How to add a custom feature

It may be beneficial to add a custom feature to those that are calculated by tsfresh. To do so, one has to adapt certain steps:

Step 1. Decide which type of feature you want to implement

In tsfresh we differentiate between three types of feature calculation methods

1. aggregate features without parameter

2. aggregate features with parameter

3. apply features with parameters

So if you want to add a singular feature with out any parameters, stick with 1., the aggregate feature without parameters.

Then, if your features can be calculated independently for each possible parameter set, stick with type 2., the aggregate features with parameters.

If both cases from above do not apply, because it is beneficial to calculate the features for the different parameter settings at the same time (to e.g. perform auxiliary calculations only once for all features), stick with type 3., the apply features with parameters.

Step 2. Write the feature calculator

Depending on which type of feature you are implementing, you can use the following feature calculator skeletons:

1. aggregate features without parameter

@set_property("fctype", "aggregate")
def your_feature_calculator(x):
    """
    The description of your feature

    :param x: the time series to calculate the feature of
    :type x: pandas.Series
    :return: the value of this feature
    :return type: bool or float
    """
    # Calculation of feature as float, int or bool
    f = f(x)
    return f

2. aggregate features with parameter

@set_property("fctype", "aggregate_with_parameters")
def your_feature_calculator(x, p1, p2, ...):
    """
    Description of your feature

    :param x: the time series to calculate the feature of
    :type x: pandas.Series
    :param p1: description of your parameter p1
    :type p1: type of your parameter p1
    :param p2: description of your parameter p2
    :type p2: type of your parameter p2
    ...
    :return: the value of this feature
    :return type: bool or float
    """
    # Calculation of feature as float, int or bool
    f = f(x)
    return f

3. apply features with parameters

@set_property("fctype", "apply")
def your_feature_calculator(x, c, param):
    """
    Description of your feature

    :param x: the time series to calculate the feature of
    :type x: pandas.Series
    :param c: the time series name
    :type c: str
    :param param: contains dictionaries {"p1": x, "p2": y, ...} with p1 float, p2 int ...
    :type param: list
    :return: the different feature values
    :return type: pandas.Series
    """
    # Calculation of feature as pandas.Series s, the index is the name of the feature
    s = f(x)
    return s

After implementing the feature calculator, please add it to the tsfresh.feature_extraction.feature_calculators submodule. tsfresh will only find feature calculators that are in this submodule.

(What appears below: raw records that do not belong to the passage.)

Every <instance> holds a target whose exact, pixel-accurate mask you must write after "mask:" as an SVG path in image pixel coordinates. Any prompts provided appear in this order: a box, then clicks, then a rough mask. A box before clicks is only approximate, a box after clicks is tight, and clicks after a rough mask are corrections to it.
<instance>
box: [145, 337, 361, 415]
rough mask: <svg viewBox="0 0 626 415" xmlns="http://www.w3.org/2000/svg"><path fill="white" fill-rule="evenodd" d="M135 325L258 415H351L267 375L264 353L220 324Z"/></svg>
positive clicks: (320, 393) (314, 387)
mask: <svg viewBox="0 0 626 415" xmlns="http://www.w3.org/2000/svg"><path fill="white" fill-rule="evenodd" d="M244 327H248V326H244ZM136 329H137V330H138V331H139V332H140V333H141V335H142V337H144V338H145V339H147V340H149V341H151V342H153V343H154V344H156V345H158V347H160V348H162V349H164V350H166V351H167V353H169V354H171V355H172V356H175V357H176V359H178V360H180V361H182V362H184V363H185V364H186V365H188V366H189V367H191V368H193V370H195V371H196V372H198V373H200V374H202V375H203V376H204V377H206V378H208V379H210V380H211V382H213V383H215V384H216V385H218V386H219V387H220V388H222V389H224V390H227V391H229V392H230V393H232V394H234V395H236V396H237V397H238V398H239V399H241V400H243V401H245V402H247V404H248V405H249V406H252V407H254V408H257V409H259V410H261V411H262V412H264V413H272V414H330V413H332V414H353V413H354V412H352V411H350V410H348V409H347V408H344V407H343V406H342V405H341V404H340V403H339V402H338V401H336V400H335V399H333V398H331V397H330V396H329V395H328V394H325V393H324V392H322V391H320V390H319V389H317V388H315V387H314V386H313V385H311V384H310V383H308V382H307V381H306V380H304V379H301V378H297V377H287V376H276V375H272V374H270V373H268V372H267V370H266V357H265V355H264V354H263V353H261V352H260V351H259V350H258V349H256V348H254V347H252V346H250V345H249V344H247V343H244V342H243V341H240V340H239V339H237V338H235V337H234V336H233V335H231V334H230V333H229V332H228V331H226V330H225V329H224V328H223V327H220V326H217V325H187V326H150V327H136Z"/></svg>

Step 3. Add custom settings for your feature

Finally, you have to add custom settings if your feature is an apply or aggregate feature with parameters. To do so, just append your feature with sane default parameters to the name_to_param dictionary inside the tsfresh.ComprehensiveFCParameters constructor:

name_to_param.update({
    # here are the existing settings
    ...
    # Now the settings of your feature calculator
    "your_feature_calculator" = [{"p1": x, "p2": y, ...} for x,y in ...],
})

That is it, tsfresh will calculate your feature the next time you run it.

Please make sure, that the different feature extraction settings (e.g. tsfresh.feature_extraction.settings.EfficientCParameters, tsfresh.feature_extraction.settings.MinimalFCParameters or tsfresh.feature_extraction.settings.ComprehensiveFCParameters) do include different sets of feature calculators to use. You can control, which feature extraction settings object will include your new feature calculator by giving your function attributes like “minimal” or “high_comp_cost”. Please see the classes in tsfresh.feature_extraction.settings for more information.

Step 4. Add a pull request

We would very happy if you contribute your implemented features to tsfresh. So make sure to create a pull request at our github page. We happily accept partly implemented features that we can finalize.